Here’s our 5 top tips for moving your pets.
Keep your pets away from moving parts. When moving day occurs there is a lot of activity. Box laden movers, family members and neighbours all contribute to the maelstrom of a house in flux. Dogs and cats under foot are a recipe for an accident. Open doors and a million other stresses too can keep your mind off your best four-legged friend and may lead to a disappearing act. Keep your pets safely secure in the move process so that everyone can move freely without being interrupted, tripped or injured.
Acclimatise your pets. When you do get your pet to their new home make sure they have some much needed ‘sniff time’. Dogs especially sit in this category (and to the next point below) as every backyard and new place has its own set of smells and differences. Make sure to include and use older beds and blankets etc so that there are some familiar smells for them to have. Check weather too as a new dog in a new backyard when there are thunderstorms and rain etc might not have a great effect on them.
Secure your yard. Dogs especially are escape artists and a new property presents a new set of problems for each dog owner. Check fence lines and heights, so that there is no way for your best four-legged mate to escape. They will look for ways if they are left alone. It may help to think like a dog! Look for any place that they could wriggle out of especially if they are a smaller animal.
Update their information. Micro Chip information and new council registrations are a must for anyone moving pets. The best form of protection for any runaway is to have their information updated so you can be contacted in the event they get picked up. It is generally pretty straight forward and easy to get this changed and can be done online. Make sure too that all your pets have their information on a collar tag as a friendly neighbour may just be your pets saviour.
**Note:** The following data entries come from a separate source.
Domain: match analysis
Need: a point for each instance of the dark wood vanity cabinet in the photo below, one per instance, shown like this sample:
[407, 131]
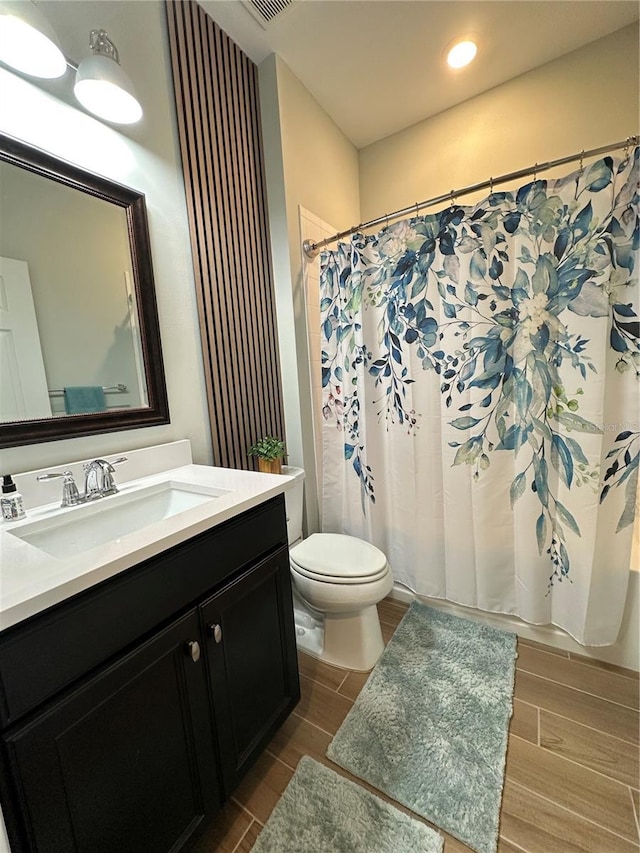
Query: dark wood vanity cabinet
[137, 752]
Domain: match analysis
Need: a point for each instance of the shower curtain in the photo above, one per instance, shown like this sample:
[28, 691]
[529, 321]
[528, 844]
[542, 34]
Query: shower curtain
[481, 394]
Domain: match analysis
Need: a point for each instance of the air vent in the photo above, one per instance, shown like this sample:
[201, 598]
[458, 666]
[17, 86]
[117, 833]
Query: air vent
[266, 11]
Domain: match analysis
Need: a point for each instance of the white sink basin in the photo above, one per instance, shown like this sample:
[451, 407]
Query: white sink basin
[109, 519]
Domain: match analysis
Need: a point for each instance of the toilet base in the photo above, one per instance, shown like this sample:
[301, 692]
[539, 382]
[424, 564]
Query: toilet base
[346, 640]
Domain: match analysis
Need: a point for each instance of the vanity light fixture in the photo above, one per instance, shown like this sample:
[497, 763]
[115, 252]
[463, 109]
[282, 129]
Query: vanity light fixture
[102, 86]
[29, 44]
[461, 53]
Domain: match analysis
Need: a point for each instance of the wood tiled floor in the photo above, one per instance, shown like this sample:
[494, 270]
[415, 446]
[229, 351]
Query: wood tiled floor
[572, 779]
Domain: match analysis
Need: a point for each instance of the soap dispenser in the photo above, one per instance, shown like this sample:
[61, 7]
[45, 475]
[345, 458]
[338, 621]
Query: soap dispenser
[11, 500]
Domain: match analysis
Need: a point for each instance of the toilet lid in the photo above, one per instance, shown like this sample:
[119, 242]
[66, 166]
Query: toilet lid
[338, 558]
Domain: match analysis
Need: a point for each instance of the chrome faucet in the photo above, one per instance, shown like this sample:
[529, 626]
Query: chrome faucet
[98, 480]
[70, 494]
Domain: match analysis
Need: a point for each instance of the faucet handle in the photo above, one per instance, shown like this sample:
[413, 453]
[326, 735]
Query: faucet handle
[108, 484]
[70, 493]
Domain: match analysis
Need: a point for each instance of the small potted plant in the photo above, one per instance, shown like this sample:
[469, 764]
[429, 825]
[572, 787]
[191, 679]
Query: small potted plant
[270, 452]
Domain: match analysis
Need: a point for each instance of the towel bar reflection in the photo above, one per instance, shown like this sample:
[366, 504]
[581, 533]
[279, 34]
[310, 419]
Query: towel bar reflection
[120, 388]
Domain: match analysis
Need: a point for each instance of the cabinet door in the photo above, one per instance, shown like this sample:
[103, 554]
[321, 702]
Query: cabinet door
[253, 667]
[127, 762]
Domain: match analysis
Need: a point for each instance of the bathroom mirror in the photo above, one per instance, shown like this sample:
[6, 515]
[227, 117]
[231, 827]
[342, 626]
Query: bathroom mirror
[80, 345]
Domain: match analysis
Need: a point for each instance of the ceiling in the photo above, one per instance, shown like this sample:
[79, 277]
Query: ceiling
[377, 66]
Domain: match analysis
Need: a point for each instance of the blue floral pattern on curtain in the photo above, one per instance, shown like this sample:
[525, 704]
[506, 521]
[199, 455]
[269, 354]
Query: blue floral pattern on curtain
[497, 340]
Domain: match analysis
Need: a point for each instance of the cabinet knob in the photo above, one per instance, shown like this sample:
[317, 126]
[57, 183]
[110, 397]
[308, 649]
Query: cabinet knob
[215, 631]
[192, 648]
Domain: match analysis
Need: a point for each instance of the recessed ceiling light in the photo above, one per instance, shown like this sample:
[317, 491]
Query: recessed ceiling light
[461, 53]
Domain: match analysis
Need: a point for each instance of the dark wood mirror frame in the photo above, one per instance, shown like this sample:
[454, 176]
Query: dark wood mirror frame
[15, 433]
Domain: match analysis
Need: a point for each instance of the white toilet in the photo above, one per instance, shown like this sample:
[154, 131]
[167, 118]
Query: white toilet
[337, 582]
One room at a time. When moving with a cat try to get them used to one room at a time. This will depend on each cat’s temperament. Some cats are bold and will wander around like they own the place but others will need a longer period of adjustment. The one room at a time theory allows your cat to get used to its new surrounds gradually.
Common sense prevails when moving with animals. It can be as stressful for them as it is for you!